I usually spend my Saturdays at the Goodguys Rod & Custom Association’s twice-a-year visits to the Phoenix area.
I usually spend my Saturdays at the Goodguys Rod & Custom Association’s twice-a-year visits to the Phoenix area walking up and down and back and forth along aisle after aisle after aisle of, well, hot rod and custom cars.
But with Nicole James eager for a turn at doing the Eye Candy gallery on the main event, I left the show field to her and her camera and walked up the hill to the swap meet that lines both sides of the perimeter road along the south side of the WestWorld equestrian center in Scottsdale.
Though it’s called a swap meet, it’s not as if people are up there trading baseball cards like a bunch of school boys. What’s being exchanged are parts and pieces for cold hard cash money.
And it’s not just the people there to see the cars who are buying.
I asked several of the vendors how business was. Several said Friday had been terrific, but that most of the show-goers were still out looking at cars and had yet to make their way to the swap meet.
However, one vendor said that not only was Friday good, but so was Thursday.

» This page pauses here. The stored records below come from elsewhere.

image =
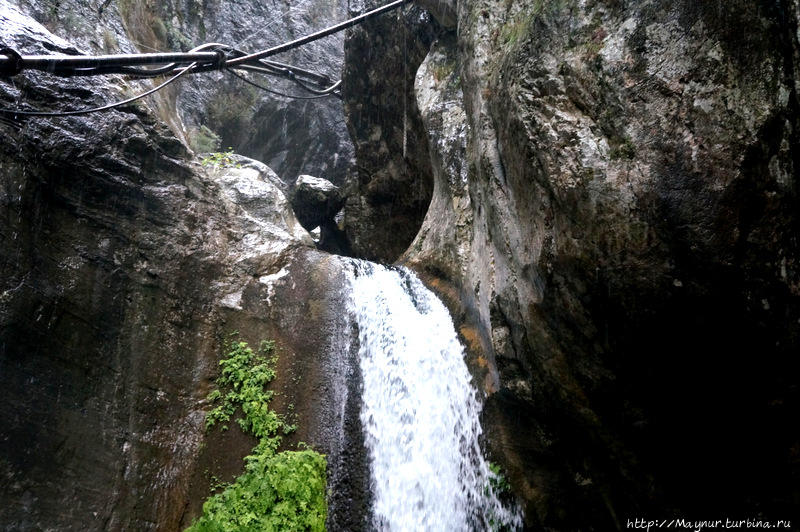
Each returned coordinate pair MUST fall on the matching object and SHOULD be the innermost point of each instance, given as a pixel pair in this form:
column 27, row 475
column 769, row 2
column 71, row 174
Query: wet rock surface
column 614, row 221
column 390, row 189
column 316, row 201
column 212, row 111
column 126, row 265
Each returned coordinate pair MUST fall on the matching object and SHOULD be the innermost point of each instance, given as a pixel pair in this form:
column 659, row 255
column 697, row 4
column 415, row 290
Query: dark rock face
column 315, row 201
column 216, row 111
column 615, row 198
column 391, row 189
column 125, row 265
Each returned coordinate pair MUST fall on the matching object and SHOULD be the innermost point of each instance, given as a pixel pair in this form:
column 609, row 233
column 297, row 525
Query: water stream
column 419, row 411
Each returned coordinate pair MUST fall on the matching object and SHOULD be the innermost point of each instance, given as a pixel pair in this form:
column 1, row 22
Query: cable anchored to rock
column 204, row 58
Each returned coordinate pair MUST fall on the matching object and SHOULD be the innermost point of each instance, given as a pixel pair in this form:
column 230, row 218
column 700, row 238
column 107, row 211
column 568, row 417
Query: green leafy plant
column 278, row 490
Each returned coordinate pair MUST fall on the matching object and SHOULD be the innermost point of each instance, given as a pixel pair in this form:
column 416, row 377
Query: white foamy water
column 420, row 411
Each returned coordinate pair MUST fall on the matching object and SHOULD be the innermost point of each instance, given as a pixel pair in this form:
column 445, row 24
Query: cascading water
column 419, row 410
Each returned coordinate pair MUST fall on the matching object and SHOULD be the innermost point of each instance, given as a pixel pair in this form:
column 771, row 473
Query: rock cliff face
column 615, row 219
column 215, row 111
column 125, row 265
column 390, row 188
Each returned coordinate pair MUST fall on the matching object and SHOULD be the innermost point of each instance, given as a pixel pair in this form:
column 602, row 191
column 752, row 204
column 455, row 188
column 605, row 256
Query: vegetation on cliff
column 278, row 490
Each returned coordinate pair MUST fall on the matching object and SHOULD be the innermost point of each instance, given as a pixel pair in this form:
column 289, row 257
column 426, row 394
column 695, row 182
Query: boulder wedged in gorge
column 126, row 265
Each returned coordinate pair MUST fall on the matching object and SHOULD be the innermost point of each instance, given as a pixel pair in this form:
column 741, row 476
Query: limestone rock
column 613, row 222
column 125, row 265
column 316, row 201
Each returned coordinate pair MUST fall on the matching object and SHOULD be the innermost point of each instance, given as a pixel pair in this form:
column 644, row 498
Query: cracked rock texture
column 614, row 221
column 125, row 266
column 212, row 111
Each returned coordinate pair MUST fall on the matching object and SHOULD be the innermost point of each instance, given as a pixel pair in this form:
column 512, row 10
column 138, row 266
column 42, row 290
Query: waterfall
column 420, row 412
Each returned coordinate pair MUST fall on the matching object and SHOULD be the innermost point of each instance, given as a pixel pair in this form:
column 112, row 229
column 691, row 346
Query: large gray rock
column 614, row 222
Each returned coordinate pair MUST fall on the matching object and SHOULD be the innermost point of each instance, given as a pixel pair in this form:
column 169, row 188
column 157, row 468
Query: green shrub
column 278, row 491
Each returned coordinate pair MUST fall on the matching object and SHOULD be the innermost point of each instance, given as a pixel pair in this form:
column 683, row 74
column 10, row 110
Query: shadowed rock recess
column 125, row 266
column 604, row 193
column 615, row 223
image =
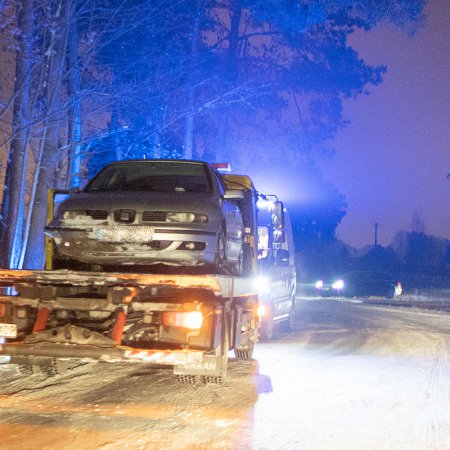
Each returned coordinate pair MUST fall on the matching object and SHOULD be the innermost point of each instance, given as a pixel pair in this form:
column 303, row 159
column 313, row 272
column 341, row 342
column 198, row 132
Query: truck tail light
column 192, row 320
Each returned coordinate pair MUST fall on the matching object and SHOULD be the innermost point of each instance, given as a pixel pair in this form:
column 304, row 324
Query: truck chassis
column 53, row 317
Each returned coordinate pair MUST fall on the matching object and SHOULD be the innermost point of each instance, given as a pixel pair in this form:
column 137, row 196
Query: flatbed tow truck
column 50, row 319
column 189, row 322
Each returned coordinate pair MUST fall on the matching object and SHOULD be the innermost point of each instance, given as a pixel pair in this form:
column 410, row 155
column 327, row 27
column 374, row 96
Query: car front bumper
column 129, row 245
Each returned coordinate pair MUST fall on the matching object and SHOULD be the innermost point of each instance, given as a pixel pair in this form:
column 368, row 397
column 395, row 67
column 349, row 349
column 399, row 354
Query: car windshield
column 163, row 176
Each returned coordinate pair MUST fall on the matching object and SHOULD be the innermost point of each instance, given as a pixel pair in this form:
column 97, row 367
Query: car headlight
column 186, row 217
column 338, row 285
column 73, row 214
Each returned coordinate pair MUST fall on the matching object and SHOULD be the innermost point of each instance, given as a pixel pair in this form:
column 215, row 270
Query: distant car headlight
column 73, row 214
column 338, row 285
column 183, row 217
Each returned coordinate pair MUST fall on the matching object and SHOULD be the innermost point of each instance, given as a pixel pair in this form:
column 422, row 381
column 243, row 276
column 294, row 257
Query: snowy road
column 350, row 376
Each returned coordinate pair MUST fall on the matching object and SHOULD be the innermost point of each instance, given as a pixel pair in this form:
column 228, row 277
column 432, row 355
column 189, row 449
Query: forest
column 251, row 82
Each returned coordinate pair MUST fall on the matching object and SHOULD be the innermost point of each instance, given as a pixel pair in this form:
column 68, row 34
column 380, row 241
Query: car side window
column 220, row 183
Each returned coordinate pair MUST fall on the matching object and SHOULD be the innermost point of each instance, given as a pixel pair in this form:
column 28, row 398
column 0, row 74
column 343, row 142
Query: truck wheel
column 288, row 324
column 266, row 328
column 246, row 353
column 239, row 266
column 247, row 263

Thursday? I asked. Isn’t that the day you’re setting up shop, the day when there are no customers here to buy.
True, he said. But then he explained that there is actually a lot of buying that takes place on Thursdays when the vendors check out each others’ merchandise.
So, I said, if they think you’re not charging enough for something, they buy it and put it on their own tables?
Yep, was the response.
Prices can range from a few dollars to a few thousand, with everything for sale from door-window crank handles and tail-lamp lenses to headers, engines and even entire cars; some are your basic restoration projects in waiting while others are running and ready to be driven home.
Some bring only enough to fill a single card table and the ground next to it. Some pull up in a pickup truck with its bed full of car parts and pieces. Others have more elaborate displays of everything from automotive literature to model cars, from road signs to old drive-in movie theater speakers now wi-fied to play music downloaded to a smart phone or tablet computer.